KUALA LUMPUR: CIMB Equities Research expects SP Setia to be on track to achieve the FY18 sales target of RM5bil.
It said on Tuesday SP Setia achieved RM1.11bil in new property sales in 1QFY18, which was significantly higher vs. RM427mil in 1QFY17.
“This represents 22% of its FY18 sales target of RM5bil, signaling the group is on track to achieve its target and its strategy to roll out more mid-range landed properties is doing well,” said the research house.
Local projects contributed 58% of the total sales and international projects the remaining 42%. Total unbilled sales stood at RM7.95bil at end-Mar 2018, translating to 1.7 times FY17 revenue.
“We believe earnings will be volatile in FY18-20F due to the lumpy contributions from the Battersea project in London, UK.
“We forecast SP Setia’s core net profit to be lower on-year in FY18F, as the ramp-up in launches and higher sales target might not be able to mitigate the lower on-year contribution from joint ventures as Battersea phase 1 was completed in Oct 2017.
“While we believe SP Setia should be able to achieve its FY18 new sales target of RM5bil, this will take time to flow down to its bottomline,” said the research house.
CIMB Research maintained its Hold call on SP Setia.
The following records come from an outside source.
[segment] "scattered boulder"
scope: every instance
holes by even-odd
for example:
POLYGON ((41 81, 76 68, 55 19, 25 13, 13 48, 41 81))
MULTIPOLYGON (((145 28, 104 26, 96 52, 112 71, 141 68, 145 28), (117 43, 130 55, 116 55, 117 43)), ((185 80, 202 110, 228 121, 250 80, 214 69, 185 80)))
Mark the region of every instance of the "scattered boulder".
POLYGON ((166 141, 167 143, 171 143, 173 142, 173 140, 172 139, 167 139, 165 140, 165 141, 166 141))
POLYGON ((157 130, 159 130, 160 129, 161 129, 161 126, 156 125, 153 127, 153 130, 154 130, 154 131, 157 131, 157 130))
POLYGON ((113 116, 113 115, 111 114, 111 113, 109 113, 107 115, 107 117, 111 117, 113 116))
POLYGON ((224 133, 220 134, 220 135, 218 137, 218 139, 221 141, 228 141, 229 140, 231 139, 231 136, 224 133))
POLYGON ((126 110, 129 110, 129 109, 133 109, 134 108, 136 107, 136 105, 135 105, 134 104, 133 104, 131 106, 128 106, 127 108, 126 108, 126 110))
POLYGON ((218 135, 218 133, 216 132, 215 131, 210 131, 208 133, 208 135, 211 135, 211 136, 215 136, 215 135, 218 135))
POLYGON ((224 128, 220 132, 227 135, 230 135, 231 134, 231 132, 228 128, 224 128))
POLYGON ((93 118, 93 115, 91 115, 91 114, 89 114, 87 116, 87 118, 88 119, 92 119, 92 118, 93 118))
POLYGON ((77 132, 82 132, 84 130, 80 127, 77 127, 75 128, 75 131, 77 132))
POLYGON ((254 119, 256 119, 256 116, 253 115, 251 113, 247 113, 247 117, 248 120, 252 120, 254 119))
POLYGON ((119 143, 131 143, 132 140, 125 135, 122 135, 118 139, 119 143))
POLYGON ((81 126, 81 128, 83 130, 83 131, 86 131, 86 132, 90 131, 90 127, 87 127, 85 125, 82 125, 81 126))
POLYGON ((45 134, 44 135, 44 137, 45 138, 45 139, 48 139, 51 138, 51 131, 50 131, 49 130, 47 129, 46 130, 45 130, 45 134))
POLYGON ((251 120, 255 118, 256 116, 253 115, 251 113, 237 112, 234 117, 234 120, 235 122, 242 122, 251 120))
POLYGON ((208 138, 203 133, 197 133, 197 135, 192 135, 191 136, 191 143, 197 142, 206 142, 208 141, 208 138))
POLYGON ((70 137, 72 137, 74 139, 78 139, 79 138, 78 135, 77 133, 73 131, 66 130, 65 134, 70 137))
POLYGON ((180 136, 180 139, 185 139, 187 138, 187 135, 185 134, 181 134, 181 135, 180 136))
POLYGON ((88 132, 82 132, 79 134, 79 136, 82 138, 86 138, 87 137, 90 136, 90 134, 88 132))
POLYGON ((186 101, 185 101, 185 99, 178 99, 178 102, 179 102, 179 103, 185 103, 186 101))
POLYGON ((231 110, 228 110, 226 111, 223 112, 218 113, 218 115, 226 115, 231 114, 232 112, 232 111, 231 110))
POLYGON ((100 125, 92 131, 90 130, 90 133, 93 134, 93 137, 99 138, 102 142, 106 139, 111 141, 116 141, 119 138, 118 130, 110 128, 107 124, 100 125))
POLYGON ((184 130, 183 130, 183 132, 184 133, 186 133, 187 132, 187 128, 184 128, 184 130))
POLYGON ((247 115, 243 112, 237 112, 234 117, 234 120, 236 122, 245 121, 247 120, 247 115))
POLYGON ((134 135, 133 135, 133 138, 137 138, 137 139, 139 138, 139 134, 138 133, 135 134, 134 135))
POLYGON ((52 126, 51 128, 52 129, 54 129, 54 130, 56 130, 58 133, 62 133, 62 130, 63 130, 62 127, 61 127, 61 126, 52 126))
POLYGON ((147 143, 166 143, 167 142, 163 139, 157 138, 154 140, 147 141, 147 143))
It revised up its FY18-20F EPS by 10%-16% to reflect the recent proposed acquisition of the remaining 50% equity interest in Setia Federal Hill which it does not own in March 2018, and changes in its development timeline.
“However, we lower our target price to RM3.14, as we widen the RNAV discount to 35% from 30% previously due to the rising interest rate environment and muted sector outlook,” it said.
The research house said SP Setia’s 1QFY18 core earnings (excluding forex gain, gain on disposal and fair value gain on investment properties) came in within expectations, at 9% of its and 6% of Bloomberg consensus full-year forecasts.
“We deem the results in line as SP Setia’s earnings should improve in the coming quarters on stronger recognition of revenue from existing projects, as 1Q is typically a weaker period for local property market due to Chinese New Year and shorter month of February.
The 1QFY18 core net profit declined 61% on-year on lower revenue (-36% on-year) and higher interest expenses (+69% on-year).
The notable drop of revenue was due to marginal recognition from the Parque Melbourne project for the 1QFY18 vs. same period last year, while the higher interest cost was due to higher borrowings arising from the acquisition of I&P Group.
Quarter-on-quarter, core net earnings dropped 70% as 4Q17 was supported by the handover of the remaining two blocks of Battersea Power station Phase 1.